Len Vlahov

Personal information
- Full name: Leonard Peter Vlahov
- Born: 29 June 1940 Perth, Western Australia
- Died: 24 February 1997 (aged 56) Perth, Western Australia, Australia
- Height: 6 ft 4 in (193 cm)
- Weight: 16 st (224 lb; 102 kg)

Sport
- Sport: Athletics
- Events: Discus, shot put

Medal record
Men's athletics
Representing Western Australia
Australian Championships
| Gold medal – first place | 1969 Melbourne | Discus |
| Gold medal – first place | 1975 Adelaide | Discus |
| Silver medal – second place | 1961 Brisbane | Discus |
| Silver medal – second place | 1962 Sydney | Discus |
| Silver medal – second place | 1963 Adelaide | Discus |
| Silver medal – second place | 1964 Melbourne | Discus |
| Silver medal – second place | 1966 Perth | Discus |
| Silver medal – second place | 1970 Adelaide | Discus |
| Silver medal – second place | 1971 Brisbane | Discus |
| Silver medal – second place | 1972 Perth | Discus |
| Silver medal – second place | 1974 Melbourne | Discus |
| Bronze medal – third place | 1960 Perth | Discus |
| Bronze medal – third place | 1969 Melbourne | Shot put |
| Bronze medal – third place | 1973 Sydney | Discus |

= Len Vlahov =

Australian athlete

Leonard Peter "Len" Vlahov (29 June 1940 – 24 February 1997) was an Australian track and field athlete who specialised in the discus. He was the national champion in 1969 and 1975, and represented Australia at the 1962 British Empire and Commonwealth Games and the 1967 Summer Universiade.

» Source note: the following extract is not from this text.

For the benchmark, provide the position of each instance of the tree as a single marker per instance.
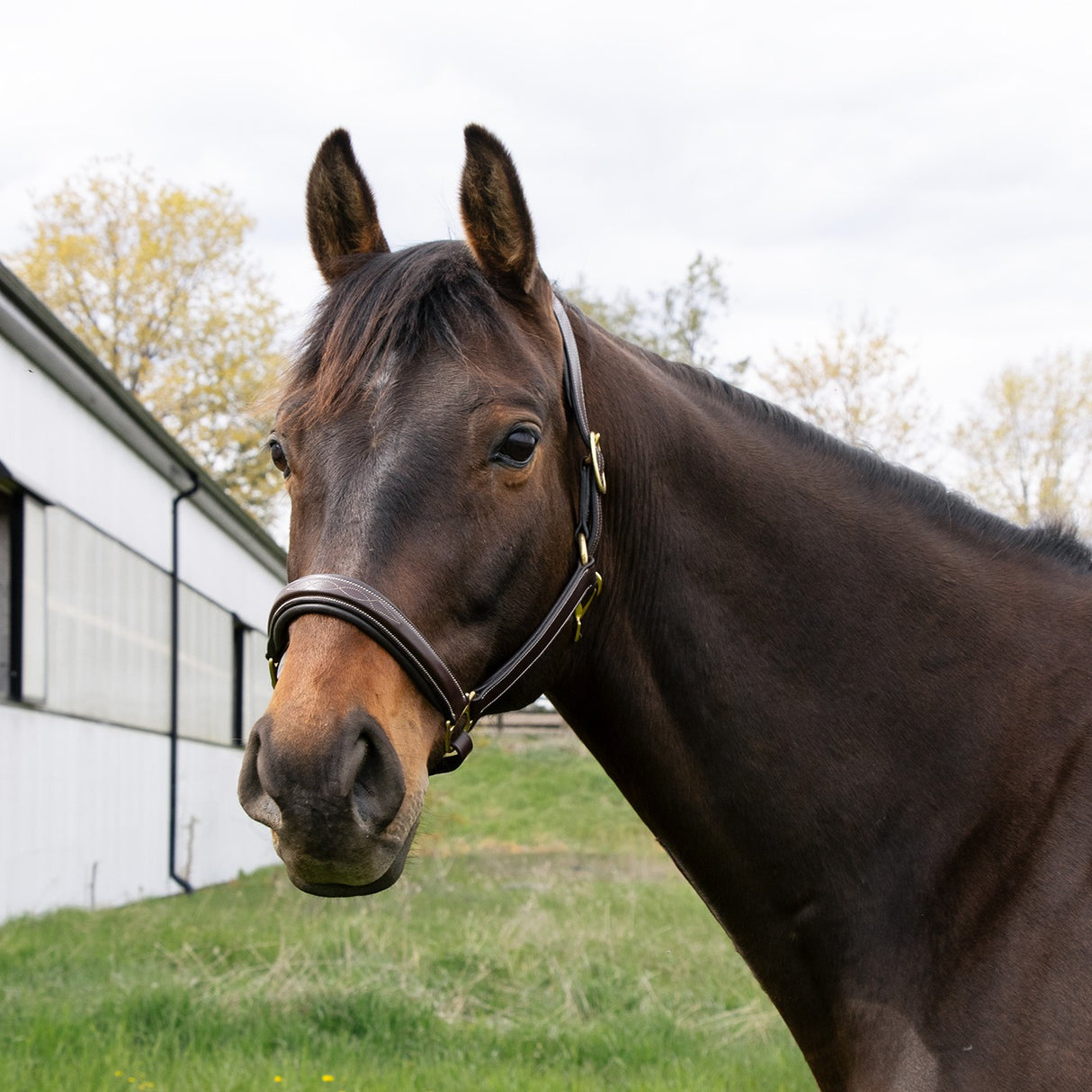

==Early life and education==
Vlahov was born in Perth, with both his parents being Croatian immigrants. He attended Perth Junior Technical School and Kent Street Senior High School, and then went on to the University of Western Australia, where he received an initial Bachelor of Economics (B.Ec.) degree and then completed a Master of Education (M.Ed.) degree.

==Athletics career==
Vlahov was the Western Australian state champion in the discus 20 times, and runner-up on another four occasions. He also won the state shot put title three times, the decathlon twice, and the hammer throw once. Between 1960 and 1975, Vlahov medalled for Western Australia in thirteen editions of the Australian Open Track and Field Championships. He won two gold medals (in 1969 and 1975), nine silver medals, and three bronze medals. With the exception of a bronze medal for the shot put in 1969, all of his medals were for the discus.

At the 1962 British Empire and Commonwealth Games, hosted in Perth, Vlahov was one of four Australians selected to compete in the men's discus event. He placed sixth overall with a throw of 158 ft 5 in, and was the second-best Australian behind gold medallist Warwick Selvey. Vlahov also represented Australia at the 1967 Summer Universiade in Tokyo, and served as the flag-bearer. He threw 52.52 m to place fourth overall, landing 0.64 m behind bronze medallist Neal Steinhauer of the United States.

==Later life and family==
Vlahov completed a doctorate in education at Murdoch University, and eventually became a professor at Edith Cowan University. He also conducted work at the University of Oregon in the United States. A member of the Lutheran Church of Australia, Vlahov was chairman of the group behind the establishment of the Living Waters Lutheran College, Western Australia's only Lutheran school at the time of its opening.

Vlahov died of cancer in 1997, aged 56. He was married to Eva Kampe, who also represented Australia in athletics at the 1962 Perth Games. Their son, Andrew Vlahov, became a professional basketball player, while a grandson, Griffin Logue, is a professional Australian rules footballer.